Ok, we admit it! We are food nuts!
We got into RVing because of traveling to small towns and not being able to find good sources for our organic eating lifestyle. After fantasizing about going "full time," a term we had never heard of until our maiden voyage outside of Dallas in 2009, we stored our six thousand pounds of downsizing and our BMW's and motorcycle (which are now part of someone else's families) and hit the open roads.
Our first challenge was giving up our Gaggia espresso machine and Jura Capresso coffee maker. (Not enough room in our then 32 foot motor home). None of the small coffee makers met our standards of giving up as much plastic as possible. Our generation's bodies are tanked up on plastics from the water we drink to the foods we eat, without even trying.

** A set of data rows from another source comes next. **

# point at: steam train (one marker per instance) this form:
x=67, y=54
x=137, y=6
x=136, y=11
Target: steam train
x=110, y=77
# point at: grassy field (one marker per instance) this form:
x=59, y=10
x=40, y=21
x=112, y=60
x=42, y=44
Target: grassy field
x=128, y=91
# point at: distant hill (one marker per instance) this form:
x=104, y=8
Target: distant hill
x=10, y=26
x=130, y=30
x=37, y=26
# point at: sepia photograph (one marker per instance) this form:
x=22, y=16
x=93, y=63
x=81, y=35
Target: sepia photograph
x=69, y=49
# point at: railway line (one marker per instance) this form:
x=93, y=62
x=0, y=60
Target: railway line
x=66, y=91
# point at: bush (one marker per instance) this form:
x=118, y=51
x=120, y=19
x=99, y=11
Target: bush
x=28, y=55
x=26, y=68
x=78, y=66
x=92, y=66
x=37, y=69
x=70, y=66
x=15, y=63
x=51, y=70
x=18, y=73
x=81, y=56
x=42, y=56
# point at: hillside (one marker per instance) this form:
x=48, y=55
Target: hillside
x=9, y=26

We landed on making coffee the old fashioned way, in a Melitta drip maker. You know, a white porcelain coffee pot with a porcelain cone which you put the coffee in and drip with hot water. You know, there are some fancy coffee places that call this a pour over. The coffee is so "pure" tasting, we are not sure what took us so long. We have a bonnet which fits over it and use a candle warmer to keep it hot. It works like a charm.
Melitta Pour Over drip system..good even if you don't live in an RV! |
Nespresso Pixie machine (left) and newer VirtuoLine machine. |
Induction cook tops for RV’s. Our coffee projects lead us to another need. I do not care for the smell of propane, and even with windows open and exhaust fans, I’m sure we are inhaling way too much. So Marty, my shopping maven husband, started researching for alternatives for stove top cooking. Induction is the newest technology and is now available in a lot of the highest end homes, and stores like Williams Sonoma have started really promoting it too. Induction cooking is the wave of the future, and I predict it will replace propane in the RV world too. Induction heating uses magnetic energy and heats the pure stainless steel cookware or cast iron which is magnetized metal. So far I have not found any bad press about the cooking mechanism changing the molecular structure of the food, like microwaves do. Another benefit is speed. You can put a tea kettle on the induction cook top and have a full pot of hot water in way less than three minutes! The amount of heat is also much easier to control than regular electric cooktops, more like using natural gas.
Our two induction cooktops we use instead of propane. |
So, now we have fast, hot water for our morning coffee pour over "machine" and are not ingesting plastics because of the pure brewing process. Oh yes, as I mentioned, the coffee simply tastes great too!